Punto tutto sul rosso
Adriano Avanzini

Realizzare dei quadri può avere qualcosa in comune con il gioco d’azzardo? Credo molto più di quanto si possa immaginare, almeno per quello che riguarda me. Provo a dirlo così, con una metafora semplice, anche se un po’ banale e inflazionata: nella vita si può scegliere di realizzarsi puntando sull’avere piuttosto che sull’essere; sul nero, piuttosto che sul rosso.

Su quale delle due opzioni, alla luce dell’esperienza vissuta, sia preferibile optare, ancora oggi permangono in me imbarazzanti perplessità. Comunque sia, di fatto, io ho puntato sulla seconda opzione, sulla casella rossa, sull’essere. Mi ero convinto che era così che bisognava fare.

Bene, per farla breve, i miei quadri sono come le fishes che si usano per puntare, e le ho messe lì, tutte, uno sopra l’altro, sulla casella rossa. Poi la pallina ha cominciato a girare e a girare, più volte. Più volte si è fermata, e si è fermata sul nero!
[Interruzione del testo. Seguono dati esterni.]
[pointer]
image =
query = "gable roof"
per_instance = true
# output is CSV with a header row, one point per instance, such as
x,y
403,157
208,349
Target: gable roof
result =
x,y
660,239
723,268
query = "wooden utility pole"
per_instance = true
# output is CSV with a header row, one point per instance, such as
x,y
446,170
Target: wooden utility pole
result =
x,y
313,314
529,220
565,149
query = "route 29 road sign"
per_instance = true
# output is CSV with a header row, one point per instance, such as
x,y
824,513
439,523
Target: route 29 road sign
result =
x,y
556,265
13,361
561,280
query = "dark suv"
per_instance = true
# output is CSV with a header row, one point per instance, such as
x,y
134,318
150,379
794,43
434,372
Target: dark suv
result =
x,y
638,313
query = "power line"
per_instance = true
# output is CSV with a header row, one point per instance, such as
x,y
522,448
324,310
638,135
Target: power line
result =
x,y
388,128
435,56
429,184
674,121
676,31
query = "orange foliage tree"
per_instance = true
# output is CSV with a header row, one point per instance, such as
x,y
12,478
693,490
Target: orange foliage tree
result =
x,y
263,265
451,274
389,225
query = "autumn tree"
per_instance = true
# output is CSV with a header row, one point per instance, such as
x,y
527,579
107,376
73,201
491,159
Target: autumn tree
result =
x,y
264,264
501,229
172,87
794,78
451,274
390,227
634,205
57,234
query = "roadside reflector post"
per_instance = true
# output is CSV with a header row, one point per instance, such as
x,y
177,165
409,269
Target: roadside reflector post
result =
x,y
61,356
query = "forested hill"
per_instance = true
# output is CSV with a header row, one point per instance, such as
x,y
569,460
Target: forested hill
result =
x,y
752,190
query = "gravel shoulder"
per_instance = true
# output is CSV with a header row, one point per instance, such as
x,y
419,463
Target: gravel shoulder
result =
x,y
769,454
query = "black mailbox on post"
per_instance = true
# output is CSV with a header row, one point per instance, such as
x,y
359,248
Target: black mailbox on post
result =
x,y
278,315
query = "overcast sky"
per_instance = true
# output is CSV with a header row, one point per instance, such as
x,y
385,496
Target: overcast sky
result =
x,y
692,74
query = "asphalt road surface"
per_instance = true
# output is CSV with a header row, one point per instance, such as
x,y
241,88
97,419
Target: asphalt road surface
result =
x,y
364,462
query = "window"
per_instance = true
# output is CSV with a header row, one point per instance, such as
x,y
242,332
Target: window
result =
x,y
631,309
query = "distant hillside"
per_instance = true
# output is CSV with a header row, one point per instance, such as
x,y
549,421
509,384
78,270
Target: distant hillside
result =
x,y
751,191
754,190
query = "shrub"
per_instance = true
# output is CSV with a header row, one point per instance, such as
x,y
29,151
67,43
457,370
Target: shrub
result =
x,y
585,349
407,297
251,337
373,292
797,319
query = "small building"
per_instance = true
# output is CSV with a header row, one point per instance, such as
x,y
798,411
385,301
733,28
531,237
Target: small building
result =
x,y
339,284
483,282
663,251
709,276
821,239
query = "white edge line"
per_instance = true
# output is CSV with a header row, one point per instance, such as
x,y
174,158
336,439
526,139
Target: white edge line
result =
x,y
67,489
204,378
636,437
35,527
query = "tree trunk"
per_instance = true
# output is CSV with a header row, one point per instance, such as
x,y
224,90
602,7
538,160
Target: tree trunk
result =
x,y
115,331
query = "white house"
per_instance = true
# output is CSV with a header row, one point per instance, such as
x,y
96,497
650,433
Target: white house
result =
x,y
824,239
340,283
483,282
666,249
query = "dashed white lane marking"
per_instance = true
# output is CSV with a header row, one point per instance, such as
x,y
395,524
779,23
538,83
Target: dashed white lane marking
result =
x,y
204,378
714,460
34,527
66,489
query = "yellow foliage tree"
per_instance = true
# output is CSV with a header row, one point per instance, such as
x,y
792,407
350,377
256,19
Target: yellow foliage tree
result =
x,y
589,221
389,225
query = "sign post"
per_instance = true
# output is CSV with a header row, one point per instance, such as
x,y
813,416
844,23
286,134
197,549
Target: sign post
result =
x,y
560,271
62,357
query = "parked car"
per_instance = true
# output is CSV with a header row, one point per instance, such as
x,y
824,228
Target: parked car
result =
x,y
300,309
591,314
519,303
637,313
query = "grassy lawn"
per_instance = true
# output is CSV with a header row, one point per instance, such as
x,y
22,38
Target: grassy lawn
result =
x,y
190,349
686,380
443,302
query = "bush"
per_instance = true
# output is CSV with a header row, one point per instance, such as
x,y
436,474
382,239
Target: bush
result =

Ho perso? A questa domanda non so rispondere con certezza. Mi viene un pensiero però, ed è questo: vincere e perdere fanno parte di una stessa categoria, della categoria dell’avere; in quella dell’essere mica si vince o si perde come in una partita di calcio o una gara a chi arriva primo.

Forse allora tutte le volte che ho messo le fishes dei miei quadri sulla casella rossa non ho fatto altro che mettere cose, aggiungere tasselli su tasselli, al mio essere, alla mia identità? Che mi sia arricchito così?

Forse allora tutte le volte che ci si mette davanti ad una slot-machine o a qualsiasi altro gioco d’azzardo, si vorrebbe vincere un pezzo di sé, della propria identità? Solo che si punta sulla casella sbagliata, quella nera, quella dell’avere.